Christian Belady, vice president of Microsoft’s data centre advanced development group, stands next to a two-phase immersion cooling tank at a Microsoft data centre

Lithium-ion batteries at Dublin’s data centre will support the transition to renewable energy sources

Elly Yates-Roberts |


Microsoft will use grid-interactive uninterruptible power supply (UPS) at its data centre in Dublin to provide power-grid-stabilisation services in Ireland. The initiative is part of the company’s aim to accelerate grid-decarbonisation in partnership with transmission system operator EirGrid.

The project is a result of Microsoft’s research into grid-interactive UPS, which was conducted with the help of power management company Eaton. The organisations performed proof-of-concept experiments in 2020 at a Microsoft data centre in Chicago, USA, and then continued to refine this technology at the Microsoft data centre in Quincy, Washington.

EirGrid runs a market for grid services that prioritise non-carbon-emitting solutions. Microsoft is participating in this market through Enel X, an energy services and solutions provider. 

Microsoft will equip its data centre in Dublin with a UPS featuring lithium-ion batteries. These batteries will provide backup power for the data centre in case of emergency and have been certified, tested and approved for connection to the grid when demand exceeds the supply generated by wind, solar and other sources.

More than 35 per cent of Ireland’s energy sources are currently renewable and this is expected to increase to 80 per cent by 2030. The ability to use the batteries at the data centre reduces the need to maintain spinning reserve at power plants for when renewable energy supplies do not meet demand, which lowers the emissions produced by the power sector.
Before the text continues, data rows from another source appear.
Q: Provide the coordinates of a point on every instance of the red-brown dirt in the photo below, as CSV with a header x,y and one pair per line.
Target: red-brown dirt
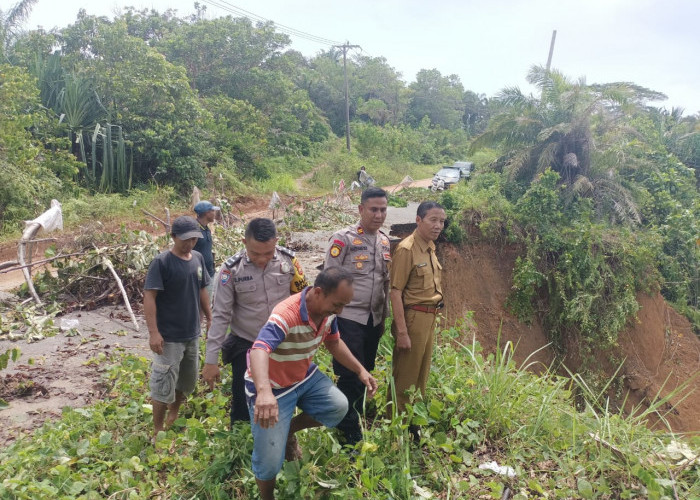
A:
x,y
659,348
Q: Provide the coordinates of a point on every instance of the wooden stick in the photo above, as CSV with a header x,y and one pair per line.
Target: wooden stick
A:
x,y
108,263
42,239
165,224
37,263
7,264
29,233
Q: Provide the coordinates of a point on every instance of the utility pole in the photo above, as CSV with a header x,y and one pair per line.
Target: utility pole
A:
x,y
551,50
346,46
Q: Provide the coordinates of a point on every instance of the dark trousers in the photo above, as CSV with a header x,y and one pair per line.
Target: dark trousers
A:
x,y
238,354
363,341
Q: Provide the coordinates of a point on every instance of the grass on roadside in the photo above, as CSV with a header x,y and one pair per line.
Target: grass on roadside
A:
x,y
480,409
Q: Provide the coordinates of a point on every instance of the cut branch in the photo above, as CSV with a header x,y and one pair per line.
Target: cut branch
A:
x,y
108,263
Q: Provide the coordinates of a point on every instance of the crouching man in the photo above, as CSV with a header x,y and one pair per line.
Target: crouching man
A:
x,y
282,375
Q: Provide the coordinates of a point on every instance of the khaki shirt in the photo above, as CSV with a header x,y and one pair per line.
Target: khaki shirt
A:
x,y
245,296
416,272
368,258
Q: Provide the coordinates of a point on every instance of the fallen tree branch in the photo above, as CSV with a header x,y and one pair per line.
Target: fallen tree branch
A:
x,y
108,263
7,264
29,233
166,225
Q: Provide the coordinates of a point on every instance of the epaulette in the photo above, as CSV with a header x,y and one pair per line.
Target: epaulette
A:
x,y
289,253
233,260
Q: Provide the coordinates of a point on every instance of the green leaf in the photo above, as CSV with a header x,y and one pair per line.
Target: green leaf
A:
x,y
585,488
105,437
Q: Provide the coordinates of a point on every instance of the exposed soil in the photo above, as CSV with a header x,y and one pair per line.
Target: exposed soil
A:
x,y
657,345
659,349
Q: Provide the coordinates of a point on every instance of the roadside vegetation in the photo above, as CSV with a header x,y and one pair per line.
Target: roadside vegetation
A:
x,y
600,189
480,410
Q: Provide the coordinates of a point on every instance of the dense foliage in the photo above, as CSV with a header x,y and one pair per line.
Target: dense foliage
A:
x,y
486,411
152,98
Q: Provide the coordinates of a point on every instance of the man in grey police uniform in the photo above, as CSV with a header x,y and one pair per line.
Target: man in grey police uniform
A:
x,y
363,249
249,285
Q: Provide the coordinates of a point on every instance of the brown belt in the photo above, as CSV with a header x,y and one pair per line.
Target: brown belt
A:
x,y
428,309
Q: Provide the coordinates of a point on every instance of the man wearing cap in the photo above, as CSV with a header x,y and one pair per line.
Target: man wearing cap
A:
x,y
250,284
282,375
175,291
363,250
416,298
206,213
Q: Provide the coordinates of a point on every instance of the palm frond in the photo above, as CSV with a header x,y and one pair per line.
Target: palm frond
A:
x,y
517,163
547,157
582,186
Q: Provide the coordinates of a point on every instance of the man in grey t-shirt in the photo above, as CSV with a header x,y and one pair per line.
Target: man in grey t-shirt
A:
x,y
175,291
“By relying on grid-interactive UPS technology for grid services, end consumers across Ireland would save tens of millions of dollars on fuel and other costs require to maintain the spinning reserve at coal and natural gas fired power plants,” said John Roach in a recent Microsoft blog.

Replacing grid services that are currently provided by fossil fuel power plants with grid-interactive UPS systems will eliminate two million metric tons of carbon dioxide emissions by 2025, according to energy advisory firm Baringa and Microsoft’s project will contribute towards this.

“We have this battery asset in the data centre that is just sitting there,” said Christian Belady, engineer and vice president of Microsoft’s data centre advanced development group. “Why don’t we offer it to the grid and come up with a dynamic way of managing it as a dual-purpose asset and thus drive more efficiency and asset utilisation? That’s what drove this win-win situation.”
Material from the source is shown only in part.